Прокофьев с детства был счастливчиком, он всегда получал что хотел. У него никогда не было моих забот, у него всегда были деньги и успех и, как результат, характер избалованного вундеркинда.
Чехов как-то сказал: «Русский писатель живет в водосточной трубе, ест мокриц и любит прачек». В этом смысле Прокофьев никогда не был русским, и именно поэтому его не потрясла перемена, произошедшая в его жизни.
У нас с Прокофьевым, насколько я помню, ни разу не было откровенного разговора, но мне кажется, что я понимаю его и очень хорошо могу представить себе, почему этот европеец решил вернуться в Россию.

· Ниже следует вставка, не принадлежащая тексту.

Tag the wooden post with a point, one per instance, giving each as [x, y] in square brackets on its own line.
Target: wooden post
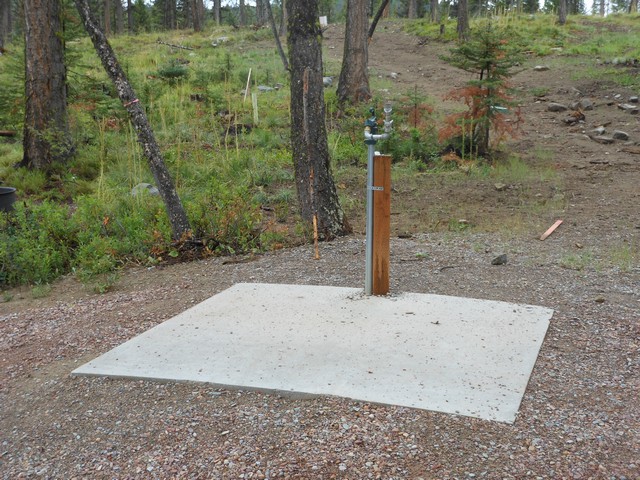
[381, 223]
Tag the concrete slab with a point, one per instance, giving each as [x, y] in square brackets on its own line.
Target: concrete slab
[448, 354]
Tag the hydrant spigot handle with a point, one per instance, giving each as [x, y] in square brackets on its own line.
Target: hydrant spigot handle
[372, 122]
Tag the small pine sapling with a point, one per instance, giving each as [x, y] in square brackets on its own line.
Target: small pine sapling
[488, 98]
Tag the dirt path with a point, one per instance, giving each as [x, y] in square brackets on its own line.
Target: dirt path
[580, 417]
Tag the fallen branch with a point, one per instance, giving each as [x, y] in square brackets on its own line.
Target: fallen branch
[551, 229]
[174, 46]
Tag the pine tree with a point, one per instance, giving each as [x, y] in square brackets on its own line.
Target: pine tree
[490, 56]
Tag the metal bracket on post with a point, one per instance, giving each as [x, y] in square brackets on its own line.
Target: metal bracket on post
[371, 136]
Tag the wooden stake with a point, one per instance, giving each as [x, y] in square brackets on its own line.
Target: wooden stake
[254, 104]
[551, 229]
[246, 90]
[315, 237]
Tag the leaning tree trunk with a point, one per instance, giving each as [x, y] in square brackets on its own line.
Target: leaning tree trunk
[177, 216]
[46, 126]
[316, 189]
[374, 23]
[353, 85]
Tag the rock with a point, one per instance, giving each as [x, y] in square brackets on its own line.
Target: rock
[602, 139]
[574, 118]
[585, 104]
[627, 107]
[500, 260]
[142, 187]
[556, 107]
[620, 135]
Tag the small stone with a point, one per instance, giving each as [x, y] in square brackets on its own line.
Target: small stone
[499, 260]
[602, 139]
[627, 107]
[585, 104]
[556, 107]
[620, 135]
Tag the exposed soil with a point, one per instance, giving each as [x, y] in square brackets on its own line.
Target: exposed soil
[580, 416]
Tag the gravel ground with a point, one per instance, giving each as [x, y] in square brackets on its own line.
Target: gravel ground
[580, 416]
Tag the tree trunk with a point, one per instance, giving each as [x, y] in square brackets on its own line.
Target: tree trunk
[170, 22]
[374, 23]
[5, 23]
[243, 14]
[413, 9]
[262, 16]
[284, 18]
[46, 126]
[463, 20]
[130, 25]
[197, 8]
[177, 216]
[107, 17]
[316, 189]
[353, 85]
[119, 17]
[272, 22]
[216, 11]
[562, 12]
[433, 14]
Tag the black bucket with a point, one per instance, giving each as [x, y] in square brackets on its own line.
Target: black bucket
[7, 198]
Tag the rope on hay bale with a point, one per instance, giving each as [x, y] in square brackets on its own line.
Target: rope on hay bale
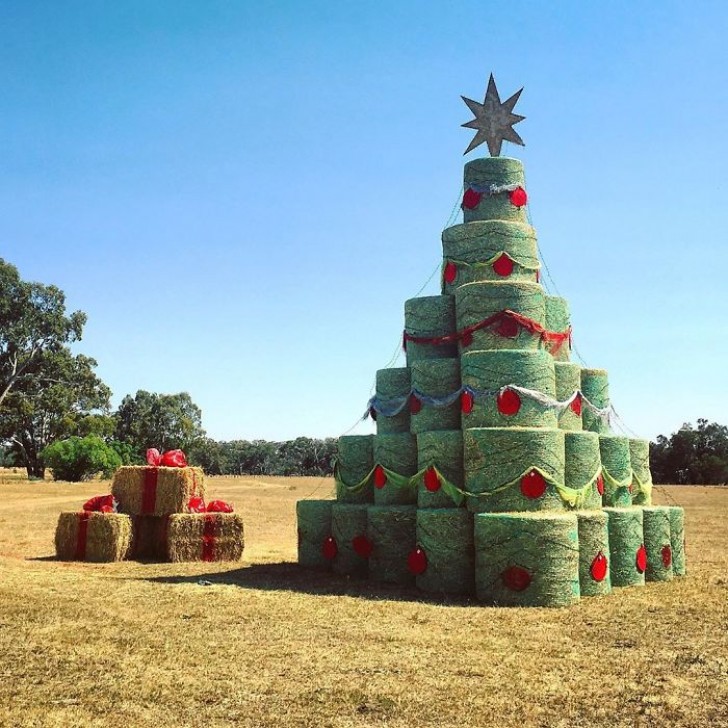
[527, 559]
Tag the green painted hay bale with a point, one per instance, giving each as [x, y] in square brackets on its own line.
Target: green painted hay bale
[582, 466]
[568, 381]
[527, 559]
[499, 463]
[677, 539]
[626, 546]
[442, 450]
[616, 470]
[436, 378]
[314, 528]
[595, 387]
[639, 456]
[491, 370]
[397, 453]
[392, 532]
[656, 529]
[348, 522]
[354, 463]
[476, 302]
[473, 247]
[429, 316]
[498, 171]
[446, 537]
[593, 553]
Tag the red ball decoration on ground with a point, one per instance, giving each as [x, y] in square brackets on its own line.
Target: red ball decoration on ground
[599, 567]
[432, 480]
[533, 485]
[508, 402]
[516, 578]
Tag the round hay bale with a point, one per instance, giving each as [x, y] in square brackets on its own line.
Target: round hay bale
[393, 387]
[595, 387]
[392, 532]
[639, 456]
[354, 463]
[446, 537]
[314, 532]
[627, 555]
[656, 529]
[594, 554]
[492, 370]
[349, 527]
[527, 559]
[513, 468]
[481, 173]
[677, 539]
[616, 470]
[582, 467]
[429, 316]
[473, 252]
[476, 302]
[395, 458]
[568, 381]
[441, 451]
[436, 378]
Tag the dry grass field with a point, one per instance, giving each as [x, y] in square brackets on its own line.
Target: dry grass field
[264, 643]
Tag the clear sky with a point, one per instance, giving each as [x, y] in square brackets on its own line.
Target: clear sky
[241, 195]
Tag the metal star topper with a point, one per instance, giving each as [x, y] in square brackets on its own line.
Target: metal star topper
[493, 120]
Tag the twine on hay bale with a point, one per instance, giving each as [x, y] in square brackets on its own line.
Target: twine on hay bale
[87, 536]
[429, 316]
[627, 555]
[435, 378]
[476, 302]
[639, 456]
[568, 381]
[498, 171]
[492, 370]
[500, 464]
[677, 539]
[349, 528]
[392, 532]
[582, 468]
[393, 384]
[527, 559]
[595, 387]
[443, 452]
[616, 470]
[352, 472]
[656, 529]
[314, 532]
[397, 455]
[594, 554]
[446, 537]
[474, 253]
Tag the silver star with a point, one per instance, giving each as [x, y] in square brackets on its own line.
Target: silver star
[493, 120]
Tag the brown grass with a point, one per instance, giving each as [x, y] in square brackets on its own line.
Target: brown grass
[265, 643]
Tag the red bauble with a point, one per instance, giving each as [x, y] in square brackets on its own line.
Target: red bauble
[516, 578]
[503, 266]
[508, 402]
[533, 485]
[599, 567]
[417, 561]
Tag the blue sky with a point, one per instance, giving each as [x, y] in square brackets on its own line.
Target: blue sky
[241, 195]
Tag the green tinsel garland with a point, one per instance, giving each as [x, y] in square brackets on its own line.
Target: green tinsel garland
[490, 370]
[625, 541]
[446, 537]
[392, 531]
[527, 559]
[429, 316]
[436, 378]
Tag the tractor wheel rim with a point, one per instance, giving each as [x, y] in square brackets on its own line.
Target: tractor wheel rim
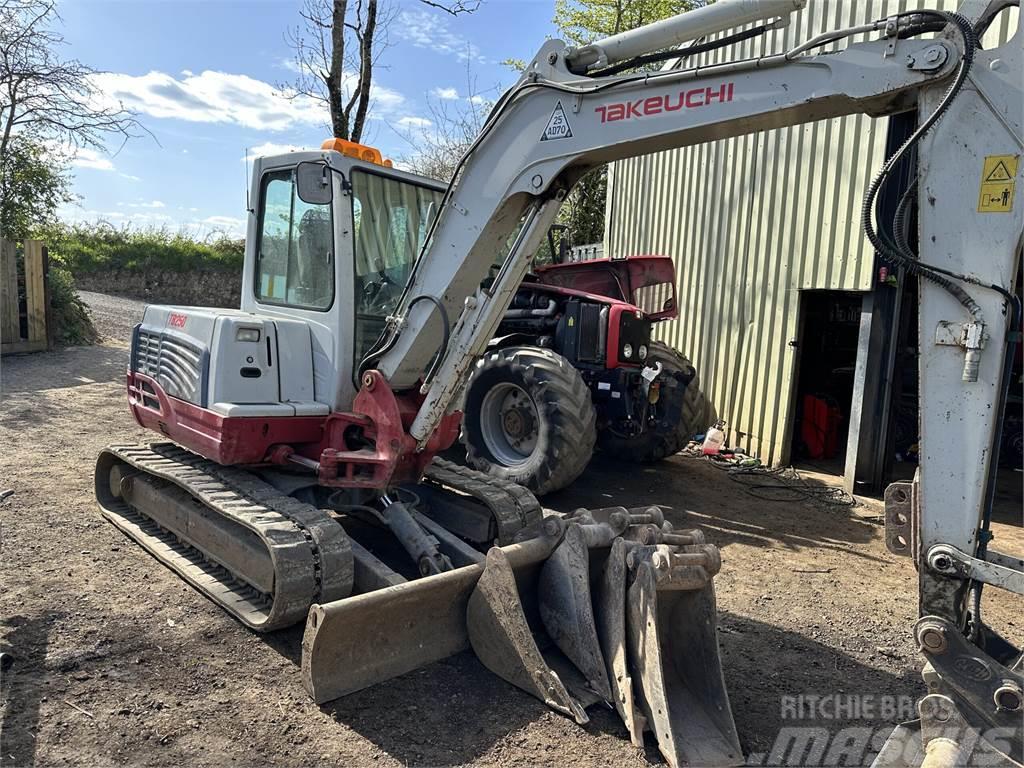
[509, 424]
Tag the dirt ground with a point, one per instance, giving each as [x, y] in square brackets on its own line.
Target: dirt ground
[118, 662]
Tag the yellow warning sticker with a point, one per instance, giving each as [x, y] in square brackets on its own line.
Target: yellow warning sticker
[998, 183]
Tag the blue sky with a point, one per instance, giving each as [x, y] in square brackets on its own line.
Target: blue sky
[202, 75]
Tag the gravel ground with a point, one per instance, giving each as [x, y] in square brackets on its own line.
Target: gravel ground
[119, 663]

Прокофьев был неисправимым игроком и, в конечном счете, всегда побеждал. Он думал, что все точно рассчитал и на сей раз также выйдет победителем. Около пятнадцати лет Прокофьев сидел на двух стульях: на Западе его считали советским, а в России — приветствовали как гостя с Запада.
Но потом ситуация изменилась, и чиновники от культуры стали коситься на Прокофьева: мол, что это еще за парижанин? И он решил, что будет выгоднее переехать в СССР. Этот шаг должен был поднять его акции на Западе, потому что там как раз все советское входило в моду, а в СССР его перестали бы считать иностранцем, так что он выигрывал во всех отношениях.
Между прочим, решающий толчок дала ему карточная игра. У Прокофьева за границей образовался огромный долг, и ему надо было быстро решить свои финансовые дела, что он и надеялся сделать, переехав в СССР.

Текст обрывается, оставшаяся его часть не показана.